Alors qu’a entendu Landau pour avoir écrit une chose aussi énorme que « Ce soir, j’ai vu le futur du rock, et il s’appelle Bruce Springsteen » ? La playlist est sujette à caution et les différentes sources ne sont pas toutes d’accord. A coup sûr on y trouve de longs jams entre rythme & blues, rock’n’roll et soul comme ce Kitty’s Back de 15 minutes. Des reprises aussi, puisqu’en radiophile maniaque, le Boss aime à revisiter ses classiques, comme le Let The Four Winds Blow de Fats Domino ou Twist And Shout. Et surtout des morceaux grandioses de ses deux premiers albums transcendés dans leur exécution scénique, eux qui souffraient d’une production bien trop limitée pour les laisser prendre leur envol. Spirit In The Night, It’s Hard To Be A Saint in The City, Rosalita (Come Out Tonight), autant de titres marquants à la fougue rare. Ce soir-là le E Street Band fera également découvrir de nouvelles compositions et notamment Born To Run, futur succès qui aura déjà un certain impact sur Landau sorte de cible musicale du concert de ce soir.

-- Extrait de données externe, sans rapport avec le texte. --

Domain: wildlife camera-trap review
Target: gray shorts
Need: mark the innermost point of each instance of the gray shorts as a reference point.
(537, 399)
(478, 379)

Des morceaux auxquels s’ajoutent les prêches et autres histoires de Springsteen qui ont deux fonctions : permettre au groupe de reprendre des forces et surtout installer une ambiance phénoménale pour faire entrer le public dans ses histoires. Comme celle légèrement romancée de la rencontre avec Clarence Clemmons, le saxophoniste. Celui-ci serait donc apparu à Springsteen et Steve Van Zandt un soir de pluie, grand colosse sorti de nulle-part avec son saxophone presque aussi grand que lui. Une vision mythique racontée de main de maître et discrètement mis en musique par le piano de David Sancious.
Le 22 mai, le papier de Landau sort dans le Real Paper. Ses mots resteront : « J’ai vu le futur du rock ’n’ roll et il se nomme Bruce Springsteen. Et une nuit où j’avais besoin de me sentir jeune, il m’a fait ressentir comme si j’entendais de la musique pour la première fois ». Et à l’instar de Springsteen lui-même qui déclarera que « Elvis a libéré les corps alors que Dylan a libéré les esprits. », Landau peut affirmer sans peine que ce soir le Boss a « libéré nos esprits tout en libérant le sien en se mettant à nu à travers sa musique ». Autant de mots qui seront du pain béni pour Columbia, qui n’hésitera pas à parler du futur du rock’n’roll pour vendre Born To Run au grand dam de Springsteen. C’est pourtant cet article qui le fit aller où il est maintenant. 1982 mots qui changèrent une carrière.
Il reste alors deux règles à retenir pour nos amis musiciens : la première c’est de jouer chaque concert comme si sa carrière en dépendait et la deuxième c’est de prier très fort pour qu’un journaliste bien intentionné soit présent dans la salle. La chance se chargera peut-être du reste.